Pith reviewed 2026-05-07 09:36 UTC · model grok-4.3

classification 💻 cs.AI

keywords AI governancebehavioral governanceRice's theoremcoterminous governanceeffects governanceTuring completenessstructural failureundecidability

0 comments

The pith

AI systems governing effects must make their capability boundary identical to the governance boundary or else risk and theater are inevitable.

A machine-rendered reading of the paper's core claim, the machinery that carries it, and where it could break.

The paper establishes that every effects-governing AI has two independent boundaries: what the system can express and what its policies can cover. When these boundaries are set separately, three regions appear: the useful overlap of governed capabilities, the risky region of ungoverned capabilities, and the empty region of policies that address nothing real. Rice's theorem demonstrates that no algorithm can decide, for arbitrary programs, whether effects will comply with policy. The only escape is to force the boundaries to coincide through an upfront architectural choice that separates computation from effect, turning governance into a structural property of the execution pipeline rather than a later check. If this reasoning holds, then post-hoc behavioral governance layers on Turing-complete systems cannot succeed.

Core claim

The central claim is that behavioral governance of effects in Turing-complete AI systems is undecidable in general by Rice's theorem, because no algorithm can determine whether an arbitrary program satisfies a non-trivial semantic property such as policy compliance. Coterminous governance is therefore required: the expressiveness boundary must equal the governance boundary. This equality is achieved only by an architectural separation of computation from effect, after which governance checks become part of the execution pipeline and subsume any separate governance infrastructure. The testable criterion follows directly: if the two boundaries are not provably identical, then ungoverned risk,

What carries the argument

Coterminous governance, the requirement that an AI system's expressiveness boundary (what effects it can produce) exactly equals its governance boundary, enforced by separating computation from effects so that policy checks are structural rather than behavioral.

If this is right

Any behavioral governance layer added after the fact on unrestricted programs will leave either ungoverned capabilities or policies that cover nothing.
Governance checks must be moved inside the execution pipeline rather than run as a parallel system.
Structural governance under separated computation and effect renders separate governance infrastructure redundant.
The undecidability result applies to any attempt to decide non-trivial properties of effects in Turing-complete systems.
Coterminous boundaries become the single measurable test for whether a governance approach avoids structural failure.

Where Pith is reading between the lines

These are editorial extensions of the paper, not claims the author makes directly.

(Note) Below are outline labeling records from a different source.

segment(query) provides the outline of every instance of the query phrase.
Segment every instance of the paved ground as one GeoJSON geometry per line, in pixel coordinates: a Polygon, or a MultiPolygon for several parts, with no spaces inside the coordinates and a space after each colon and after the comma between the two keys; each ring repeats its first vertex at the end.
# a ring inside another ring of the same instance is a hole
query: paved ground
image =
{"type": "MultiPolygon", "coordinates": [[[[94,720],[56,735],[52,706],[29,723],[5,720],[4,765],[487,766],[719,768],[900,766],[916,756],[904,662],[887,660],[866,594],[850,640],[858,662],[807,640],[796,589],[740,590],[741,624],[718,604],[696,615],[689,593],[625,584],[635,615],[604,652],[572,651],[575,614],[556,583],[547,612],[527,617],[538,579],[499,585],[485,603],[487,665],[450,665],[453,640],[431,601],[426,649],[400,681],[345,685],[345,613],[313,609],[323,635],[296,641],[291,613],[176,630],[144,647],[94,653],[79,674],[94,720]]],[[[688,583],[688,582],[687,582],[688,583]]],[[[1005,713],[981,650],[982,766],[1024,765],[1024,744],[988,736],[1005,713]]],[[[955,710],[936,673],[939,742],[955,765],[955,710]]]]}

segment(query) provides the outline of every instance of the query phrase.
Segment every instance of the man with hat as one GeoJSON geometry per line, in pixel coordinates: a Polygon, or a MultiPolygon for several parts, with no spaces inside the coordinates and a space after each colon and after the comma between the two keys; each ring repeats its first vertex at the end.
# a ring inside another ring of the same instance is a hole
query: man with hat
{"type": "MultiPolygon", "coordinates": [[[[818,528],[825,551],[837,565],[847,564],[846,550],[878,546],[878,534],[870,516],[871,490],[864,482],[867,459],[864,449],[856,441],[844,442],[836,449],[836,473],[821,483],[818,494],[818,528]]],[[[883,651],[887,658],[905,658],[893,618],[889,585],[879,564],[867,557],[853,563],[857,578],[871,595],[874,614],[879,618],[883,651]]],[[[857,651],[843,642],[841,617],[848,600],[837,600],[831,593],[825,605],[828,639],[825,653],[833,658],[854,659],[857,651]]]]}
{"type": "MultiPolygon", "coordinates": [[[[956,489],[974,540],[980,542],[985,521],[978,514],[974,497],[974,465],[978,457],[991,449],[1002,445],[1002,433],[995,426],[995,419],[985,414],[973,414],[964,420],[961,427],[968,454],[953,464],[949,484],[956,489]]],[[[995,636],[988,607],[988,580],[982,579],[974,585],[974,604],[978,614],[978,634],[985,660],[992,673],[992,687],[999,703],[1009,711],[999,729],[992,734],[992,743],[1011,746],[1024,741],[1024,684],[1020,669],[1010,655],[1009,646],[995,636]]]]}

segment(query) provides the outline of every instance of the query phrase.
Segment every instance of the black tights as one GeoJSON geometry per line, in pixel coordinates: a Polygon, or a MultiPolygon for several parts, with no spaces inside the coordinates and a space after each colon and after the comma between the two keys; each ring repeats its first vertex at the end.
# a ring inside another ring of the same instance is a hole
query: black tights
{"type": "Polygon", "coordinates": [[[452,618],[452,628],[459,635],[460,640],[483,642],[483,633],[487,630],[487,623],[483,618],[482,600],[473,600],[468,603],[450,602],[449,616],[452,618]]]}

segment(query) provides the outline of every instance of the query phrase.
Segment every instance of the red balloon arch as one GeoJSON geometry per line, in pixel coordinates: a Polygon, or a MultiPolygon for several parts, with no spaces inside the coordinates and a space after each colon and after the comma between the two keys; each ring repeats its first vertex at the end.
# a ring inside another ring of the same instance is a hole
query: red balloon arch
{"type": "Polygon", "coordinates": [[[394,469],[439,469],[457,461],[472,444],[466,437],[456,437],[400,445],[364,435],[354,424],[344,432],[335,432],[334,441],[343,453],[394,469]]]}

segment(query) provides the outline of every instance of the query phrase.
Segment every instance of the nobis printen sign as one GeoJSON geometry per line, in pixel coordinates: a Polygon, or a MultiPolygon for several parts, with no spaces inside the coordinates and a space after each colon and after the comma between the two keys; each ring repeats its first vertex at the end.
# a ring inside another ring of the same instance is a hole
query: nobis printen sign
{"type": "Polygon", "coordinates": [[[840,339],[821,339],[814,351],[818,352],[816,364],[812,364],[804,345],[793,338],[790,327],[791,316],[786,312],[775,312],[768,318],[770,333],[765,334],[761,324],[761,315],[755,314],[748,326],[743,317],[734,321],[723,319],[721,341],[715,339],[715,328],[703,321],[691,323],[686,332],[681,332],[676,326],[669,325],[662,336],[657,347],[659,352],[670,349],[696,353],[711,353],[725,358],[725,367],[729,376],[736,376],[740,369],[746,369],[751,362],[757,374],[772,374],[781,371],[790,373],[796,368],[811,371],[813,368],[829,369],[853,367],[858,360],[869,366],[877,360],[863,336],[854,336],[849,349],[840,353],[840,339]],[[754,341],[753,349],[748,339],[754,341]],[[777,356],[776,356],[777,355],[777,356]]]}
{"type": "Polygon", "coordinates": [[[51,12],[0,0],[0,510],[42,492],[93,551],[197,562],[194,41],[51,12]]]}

Restricting the effect-generating component to a non-Turing-complete language would remove the undecidability barrier and allow effective behavioral governance.
System designers could verify coterminous boundaries by enumerating every possible effect and confirming that each is explicitly covered and that no policy addresses an impossible action.
The same boundary-coincidence requirement may apply to other domains where programs produce external effects, such as operating-system access control or robotic action planning.
In practice this would favor agent architectures whose action sets are declared and finite rather than generated on the fly by general computation.

Load-bearing premise

The claim depends on modeling deployed AI effect-governance systems as arbitrary Turing-complete programs whose semantic compliance properties cannot be decided algorithmically after the fact.

What would settle it

A working deployed system that governs effects behaviorally on a Turing-complete architecture yet produces neither ungoverned risky effects nor policies that address impossible actions would falsify the claim.

Figures

Figures reproduced from arXiv: 2604.27292 by Alan L. McCann.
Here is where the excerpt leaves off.